The current most critical question for any unified theory of physics is whether it can either quantise gravity or gravitise quantum mechanics: that is, whether it can bring the two frameworks into a single, consistent, testable description of reality. Currently, neither general relativity nor quantum mechanics can do this. They each work in their own domain; they contradict each other at the boundary.

A theory that resolves this contradiction without producing any testable predictions is not a scientific achievement. It is a demonstration of mathematical ingenuity. That is still valuable. But it should be categorised honestly.

Testability isn’t an arbitrary philosophical demand. It’s what distinguishes a claim about the world from a claim about a formal system. If there is no possible observation that could, even in principle, disconfirm a theory, the theory is not in competition with reality. It’s coexisting with it.

String theory’s defenders sometimes argue that the energy scales required for testing are simply beyond current technology, and that this does not make the theory unscientific. This is partially right: falsifiability in principle is the standard, not falsifiability in practice. But, “in principle, we could test this if we had energy equivalent to a Big Bang”, is doing a lot of work in that argument.

The more honest position is this: what we have is frontier mathematics with physical motivation. It might eventually produce a testable prediction. Until it does, the appropriate posture is not belief or disbelief but sustained scepticism, held alongside genuine interest.

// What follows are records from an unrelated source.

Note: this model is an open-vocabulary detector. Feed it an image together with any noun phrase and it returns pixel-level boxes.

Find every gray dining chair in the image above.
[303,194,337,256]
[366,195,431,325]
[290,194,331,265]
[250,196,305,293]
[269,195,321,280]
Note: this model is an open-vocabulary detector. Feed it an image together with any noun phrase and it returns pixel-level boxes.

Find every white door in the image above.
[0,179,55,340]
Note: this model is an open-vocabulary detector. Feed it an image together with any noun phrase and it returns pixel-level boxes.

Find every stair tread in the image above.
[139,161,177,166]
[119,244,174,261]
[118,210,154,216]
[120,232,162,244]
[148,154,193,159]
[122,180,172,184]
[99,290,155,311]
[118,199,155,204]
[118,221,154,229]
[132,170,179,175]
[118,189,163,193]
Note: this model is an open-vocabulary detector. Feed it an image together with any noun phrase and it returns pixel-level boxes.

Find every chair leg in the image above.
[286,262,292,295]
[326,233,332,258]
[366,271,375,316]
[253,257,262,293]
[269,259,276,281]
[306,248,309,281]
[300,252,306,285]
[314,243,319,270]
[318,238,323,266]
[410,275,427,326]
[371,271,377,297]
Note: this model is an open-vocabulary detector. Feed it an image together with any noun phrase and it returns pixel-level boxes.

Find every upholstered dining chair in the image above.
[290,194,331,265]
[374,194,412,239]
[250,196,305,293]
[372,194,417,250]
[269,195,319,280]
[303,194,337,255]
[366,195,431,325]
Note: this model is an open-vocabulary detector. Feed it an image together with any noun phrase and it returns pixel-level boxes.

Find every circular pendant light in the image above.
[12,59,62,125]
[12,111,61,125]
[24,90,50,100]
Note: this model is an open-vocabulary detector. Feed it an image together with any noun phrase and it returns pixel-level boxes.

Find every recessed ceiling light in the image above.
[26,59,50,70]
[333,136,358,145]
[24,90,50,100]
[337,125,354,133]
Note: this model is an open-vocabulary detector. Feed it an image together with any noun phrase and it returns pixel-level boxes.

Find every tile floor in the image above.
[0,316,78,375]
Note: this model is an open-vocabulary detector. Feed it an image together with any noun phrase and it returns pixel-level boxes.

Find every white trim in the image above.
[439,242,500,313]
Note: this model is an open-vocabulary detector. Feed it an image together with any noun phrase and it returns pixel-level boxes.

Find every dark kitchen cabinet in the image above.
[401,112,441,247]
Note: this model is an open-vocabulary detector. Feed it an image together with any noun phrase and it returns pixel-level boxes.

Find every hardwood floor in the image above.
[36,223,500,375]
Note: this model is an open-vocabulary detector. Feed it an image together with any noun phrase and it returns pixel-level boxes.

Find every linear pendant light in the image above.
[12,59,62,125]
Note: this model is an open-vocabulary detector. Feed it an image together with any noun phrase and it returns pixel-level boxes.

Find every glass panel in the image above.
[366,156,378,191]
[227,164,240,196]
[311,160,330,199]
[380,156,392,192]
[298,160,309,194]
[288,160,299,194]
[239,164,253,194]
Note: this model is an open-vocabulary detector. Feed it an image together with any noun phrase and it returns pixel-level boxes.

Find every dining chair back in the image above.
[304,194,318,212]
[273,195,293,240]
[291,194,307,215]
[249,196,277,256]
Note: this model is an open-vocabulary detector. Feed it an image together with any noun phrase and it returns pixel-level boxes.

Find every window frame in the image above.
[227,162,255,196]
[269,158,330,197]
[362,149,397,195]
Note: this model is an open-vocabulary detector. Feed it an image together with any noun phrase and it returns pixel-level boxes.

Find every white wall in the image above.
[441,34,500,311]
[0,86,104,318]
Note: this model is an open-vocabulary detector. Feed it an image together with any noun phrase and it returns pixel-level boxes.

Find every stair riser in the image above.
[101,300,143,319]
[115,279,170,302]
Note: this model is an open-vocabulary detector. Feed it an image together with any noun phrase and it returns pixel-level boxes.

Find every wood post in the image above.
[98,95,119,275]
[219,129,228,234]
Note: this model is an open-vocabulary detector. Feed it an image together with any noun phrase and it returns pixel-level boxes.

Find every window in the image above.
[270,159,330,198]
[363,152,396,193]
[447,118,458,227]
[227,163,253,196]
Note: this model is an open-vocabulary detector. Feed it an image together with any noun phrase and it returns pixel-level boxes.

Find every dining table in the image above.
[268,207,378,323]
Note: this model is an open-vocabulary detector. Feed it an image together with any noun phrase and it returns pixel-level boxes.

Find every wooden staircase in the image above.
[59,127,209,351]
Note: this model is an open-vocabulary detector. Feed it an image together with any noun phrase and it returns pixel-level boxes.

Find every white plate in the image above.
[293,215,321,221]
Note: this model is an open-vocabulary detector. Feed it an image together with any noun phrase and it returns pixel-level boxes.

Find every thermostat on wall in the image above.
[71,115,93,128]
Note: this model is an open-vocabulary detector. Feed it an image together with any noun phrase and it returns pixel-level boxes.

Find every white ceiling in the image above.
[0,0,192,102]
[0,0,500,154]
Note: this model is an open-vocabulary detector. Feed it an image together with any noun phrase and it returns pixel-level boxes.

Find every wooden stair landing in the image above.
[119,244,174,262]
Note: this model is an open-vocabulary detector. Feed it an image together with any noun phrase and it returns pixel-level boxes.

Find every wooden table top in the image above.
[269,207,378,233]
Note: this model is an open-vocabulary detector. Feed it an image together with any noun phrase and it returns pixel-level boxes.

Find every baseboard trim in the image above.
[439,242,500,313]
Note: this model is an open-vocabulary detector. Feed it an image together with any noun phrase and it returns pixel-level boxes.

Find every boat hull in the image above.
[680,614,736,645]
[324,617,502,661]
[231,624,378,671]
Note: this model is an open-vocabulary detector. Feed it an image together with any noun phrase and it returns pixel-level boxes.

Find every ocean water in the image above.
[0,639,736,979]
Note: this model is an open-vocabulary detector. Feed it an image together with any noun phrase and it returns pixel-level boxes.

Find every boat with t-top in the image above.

Why this matters beyond physics

Every domain has versions of this problem. Frameworks that become self-confirming, that generate internal complexity without external traction, that attract commitment because of their elegance rather than their accuracy. Philosophy of physics is one explicit attempt to maintain the distinction between what the mathematics says and what the world is like. But the underlying failure mode is not specific to physics.

What strikes me is that the resolution is not to abandon ambitious theory. It is to be honest about what category of thing you are doing at any given point. Exploring the mathematical implications of an idea is a different activity from testing a hypothesis about reality. Both are valuable. Confusing them is where the problems start.

The most defensible position on string theory is not dismissal and not commitment. It is curiosity held alongside a clear recognition of what kind of evidence would actually change anything.

Until then: interesting mathematics. Not yet physics.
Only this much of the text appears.